TENDINITE DE L’ÉPAULE

Dr SPORT vous propose une prise en charge en deux temps avec dans la revue suivante, une mise au point sur les traitements médicaux de cette pathologie. Le second article (à découvrir en novembre) vous proposera un programme de reprise préparé par un coach.

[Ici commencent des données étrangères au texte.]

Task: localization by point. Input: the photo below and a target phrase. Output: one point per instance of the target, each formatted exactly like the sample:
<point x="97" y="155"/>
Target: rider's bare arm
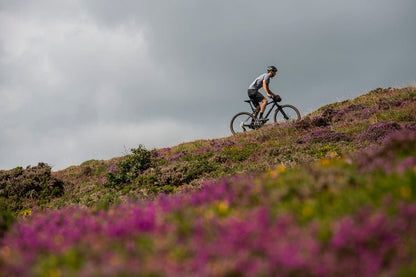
<point x="267" y="90"/>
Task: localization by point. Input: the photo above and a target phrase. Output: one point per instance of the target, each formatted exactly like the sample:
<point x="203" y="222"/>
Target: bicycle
<point x="245" y="121"/>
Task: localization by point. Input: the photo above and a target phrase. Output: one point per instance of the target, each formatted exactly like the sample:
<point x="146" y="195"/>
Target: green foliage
<point x="34" y="184"/>
<point x="129" y="168"/>
<point x="6" y="217"/>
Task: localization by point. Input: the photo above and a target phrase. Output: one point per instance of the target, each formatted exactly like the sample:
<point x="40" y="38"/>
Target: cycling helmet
<point x="271" y="68"/>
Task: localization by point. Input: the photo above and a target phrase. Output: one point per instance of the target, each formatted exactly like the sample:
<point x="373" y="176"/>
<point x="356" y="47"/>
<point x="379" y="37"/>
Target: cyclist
<point x="253" y="91"/>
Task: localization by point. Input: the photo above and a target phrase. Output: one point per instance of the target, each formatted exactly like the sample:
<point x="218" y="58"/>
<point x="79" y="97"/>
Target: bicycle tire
<point x="241" y="123"/>
<point x="291" y="111"/>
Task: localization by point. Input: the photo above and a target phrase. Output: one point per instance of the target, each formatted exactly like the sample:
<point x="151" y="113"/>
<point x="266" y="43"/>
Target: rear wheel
<point x="242" y="122"/>
<point x="291" y="113"/>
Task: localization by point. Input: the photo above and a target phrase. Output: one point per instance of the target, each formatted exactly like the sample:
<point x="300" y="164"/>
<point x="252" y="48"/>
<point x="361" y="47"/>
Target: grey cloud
<point x="94" y="63"/>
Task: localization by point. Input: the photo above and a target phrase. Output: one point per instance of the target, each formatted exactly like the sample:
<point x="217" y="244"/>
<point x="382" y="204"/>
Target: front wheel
<point x="242" y="122"/>
<point x="287" y="113"/>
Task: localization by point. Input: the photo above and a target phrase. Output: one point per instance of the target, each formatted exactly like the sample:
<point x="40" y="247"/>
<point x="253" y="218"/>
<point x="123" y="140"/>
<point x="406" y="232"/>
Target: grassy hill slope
<point x="330" y="195"/>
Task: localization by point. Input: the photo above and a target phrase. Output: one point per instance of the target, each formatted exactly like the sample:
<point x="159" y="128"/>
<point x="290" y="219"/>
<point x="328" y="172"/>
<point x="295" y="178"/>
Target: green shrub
<point x="129" y="168"/>
<point x="32" y="184"/>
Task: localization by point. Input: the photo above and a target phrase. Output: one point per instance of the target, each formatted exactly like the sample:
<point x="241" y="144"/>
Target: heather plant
<point x="396" y="153"/>
<point x="378" y="131"/>
<point x="323" y="135"/>
<point x="270" y="225"/>
<point x="325" y="206"/>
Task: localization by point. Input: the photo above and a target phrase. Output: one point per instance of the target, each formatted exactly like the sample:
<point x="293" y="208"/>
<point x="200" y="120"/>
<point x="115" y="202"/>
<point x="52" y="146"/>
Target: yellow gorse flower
<point x="27" y="212"/>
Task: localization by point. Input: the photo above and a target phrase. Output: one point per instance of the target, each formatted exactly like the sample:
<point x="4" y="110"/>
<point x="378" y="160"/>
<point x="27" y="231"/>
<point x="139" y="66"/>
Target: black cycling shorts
<point x="255" y="96"/>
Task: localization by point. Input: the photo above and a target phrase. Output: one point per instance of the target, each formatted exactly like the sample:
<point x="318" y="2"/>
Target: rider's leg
<point x="263" y="107"/>
<point x="256" y="111"/>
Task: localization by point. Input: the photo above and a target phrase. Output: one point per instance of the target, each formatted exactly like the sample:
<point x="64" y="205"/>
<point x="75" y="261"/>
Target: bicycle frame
<point x="275" y="104"/>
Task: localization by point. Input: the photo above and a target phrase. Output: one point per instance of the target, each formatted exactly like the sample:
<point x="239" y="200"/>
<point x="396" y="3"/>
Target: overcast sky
<point x="84" y="79"/>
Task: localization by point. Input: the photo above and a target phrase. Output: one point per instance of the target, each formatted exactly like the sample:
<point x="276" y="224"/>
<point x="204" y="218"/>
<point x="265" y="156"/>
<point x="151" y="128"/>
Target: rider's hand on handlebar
<point x="277" y="98"/>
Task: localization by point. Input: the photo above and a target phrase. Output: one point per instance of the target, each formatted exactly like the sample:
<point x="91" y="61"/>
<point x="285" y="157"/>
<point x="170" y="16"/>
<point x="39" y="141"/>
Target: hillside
<point x="330" y="195"/>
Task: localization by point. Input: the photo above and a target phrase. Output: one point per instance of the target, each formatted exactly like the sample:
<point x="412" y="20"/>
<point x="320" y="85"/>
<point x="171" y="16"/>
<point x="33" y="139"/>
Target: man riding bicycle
<point x="262" y="82"/>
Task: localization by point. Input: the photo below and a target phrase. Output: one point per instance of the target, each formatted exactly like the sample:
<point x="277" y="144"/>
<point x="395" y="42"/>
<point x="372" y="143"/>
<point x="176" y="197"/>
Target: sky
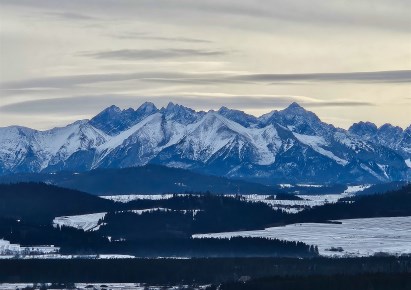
<point x="66" y="60"/>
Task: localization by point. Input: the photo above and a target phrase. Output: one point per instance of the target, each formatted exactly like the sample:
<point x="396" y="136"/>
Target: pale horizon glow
<point x="61" y="61"/>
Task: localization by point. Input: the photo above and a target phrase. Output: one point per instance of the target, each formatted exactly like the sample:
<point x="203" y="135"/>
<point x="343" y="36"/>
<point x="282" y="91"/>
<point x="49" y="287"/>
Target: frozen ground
<point x="105" y="286"/>
<point x="90" y="222"/>
<point x="357" y="237"/>
<point x="85" y="222"/>
<point x="290" y="206"/>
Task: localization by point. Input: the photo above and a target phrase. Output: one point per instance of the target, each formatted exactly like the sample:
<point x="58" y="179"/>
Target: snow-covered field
<point x="130" y="197"/>
<point x="85" y="222"/>
<point x="290" y="206"/>
<point x="357" y="237"/>
<point x="89" y="222"/>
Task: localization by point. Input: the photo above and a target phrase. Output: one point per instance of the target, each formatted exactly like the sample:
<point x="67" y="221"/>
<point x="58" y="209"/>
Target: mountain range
<point x="290" y="145"/>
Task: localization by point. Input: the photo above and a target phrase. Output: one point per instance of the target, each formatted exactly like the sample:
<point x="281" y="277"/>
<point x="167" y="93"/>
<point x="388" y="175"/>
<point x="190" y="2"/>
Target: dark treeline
<point x="74" y="241"/>
<point x="143" y="180"/>
<point x="40" y="202"/>
<point x="202" y="271"/>
<point x="71" y="240"/>
<point x="27" y="211"/>
<point x="390" y="204"/>
<point x="210" y="247"/>
<point x="380" y="281"/>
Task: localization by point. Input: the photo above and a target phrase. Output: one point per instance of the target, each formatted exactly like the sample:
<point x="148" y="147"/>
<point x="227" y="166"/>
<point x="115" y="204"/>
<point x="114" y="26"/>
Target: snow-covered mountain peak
<point x="180" y="114"/>
<point x="363" y="128"/>
<point x="291" y="144"/>
<point x="147" y="107"/>
<point x="238" y="116"/>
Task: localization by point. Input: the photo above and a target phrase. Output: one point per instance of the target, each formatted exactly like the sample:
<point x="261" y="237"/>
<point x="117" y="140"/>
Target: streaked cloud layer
<point x="64" y="60"/>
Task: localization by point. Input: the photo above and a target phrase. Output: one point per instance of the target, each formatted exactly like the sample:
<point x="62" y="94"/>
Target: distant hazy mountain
<point x="291" y="145"/>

tendinopathie coiffe des rotateurs-explications 2

La tendinite de l’épaule est la plus fréquente des tendinites. Elle atteint la coiffe des rotateurs très souvent en conflit avec la voute acromiale. L’amplitude des mouvements et leur répétition (overuse syndrome) favorise cette pathologie.
Le diagnostic est clinique, aidé par la radiographie, l’échographie voire l’IRM.
Le traitement associe :

  • le repos, qui se résume dans le milieu sportif à observer la règle de la non douleur pendant plusieurs semaines (ne pas reproduire les gestes douloureux)
  • le traitement anti-inflammatoire par voie locale (en respectant les allergies et le risque de photosensibilisation) ou par voie générale (comprimés ou gélules, en tenant compte du risque pour l’estomac et des associations médicamenteuses dangereuses).
  • la mésothérapie qui permet d’injecter localement à l’aide d’une aiguille à usage unique et par multipuncture un anti inflammatoire non stéroïdien.
  • les infiltrations de corticoïdes dans l’espace sous acromial avec ou sans contrôle échographique avec des règles d’asepsie stricte et en respectant les contre-indications (diabète, infection)
  • la rééducation est toujours de mise
  • les ondes de choc radiales qui permettent de fragiliser une calcification, d’écraser les filets nerveux qui véhiculent la douleur et de provoquer une hyper vascularisation locale pour améliorer la cicatrisation. Elles sont contre indiquées chez les patients porteur d’un pacemaker.
  • les injections d’acide hyaluronique. Les qualités viscoélastiques de l’acide hyaluronique permettent d’aider le tendon à mieux coulisser dans la gaine qui l’entoure et diminue l’adhérence aux structures voisines. Cela permet une diminution des douleurs et une augmentation de la mobilité du tendon. Il faut généralement 2 injections à 1 semaine d’intervalle. L’injection se fait dans la gaine du tendon ou dans le péri-tendon avec toutes les précautions d’asepsie nécessaires.
  • les injections de PRP (plasma riche en plaquettes ou concentré plaquettaire). Elles consistent en le prélèvement de 15mL de sang au patient puis d’en séparer les plaquettes et le plasma des autres composants et à réinjecter 4mL de concentré plaquettaire. Cela favorise la cicatrisation locale. L’augmentation de la concentration en plaquettes avant l’injection permet également d’obtenir plus de facteurs de croissance. 1 ou 2 injections peuvent être nécessaires en regard du tendon lésé, parfois sous guidage échographique, sans anesthésie locale. Les anti-inflammatoires sont proscrits 1 semaine avant l’injection et 2 semaines après. Un repos sportif de quelques semaines, voire une immobilisation de l’épaule, est nécessaire, toujours suivie de rééducation. Les contre-indications sont principalement l’existence d’une maladie hématologique. Cette technique n’est pour l’instant pas remboursée, elle apporte une amélioration selon les équipes dans 30 à 70% des cas.
  • le traitement chirurgical, comme toujours en cas d’échec du traitement médical, lorsque tous les autres traitements ont été tentés. L’intervention se fait sous anesthésie locorégionale et consiste en un peignage du tendon : c’est à dire réaliser découper le tendon en bandelettes qui seront mieux vascularisées et auront plus de chances de cicatriser. Le résultat est obtenu en 4 semaines et nécessite un repos sportif de 3-4 mois. La chirurgie est toujours suivie de rééducation.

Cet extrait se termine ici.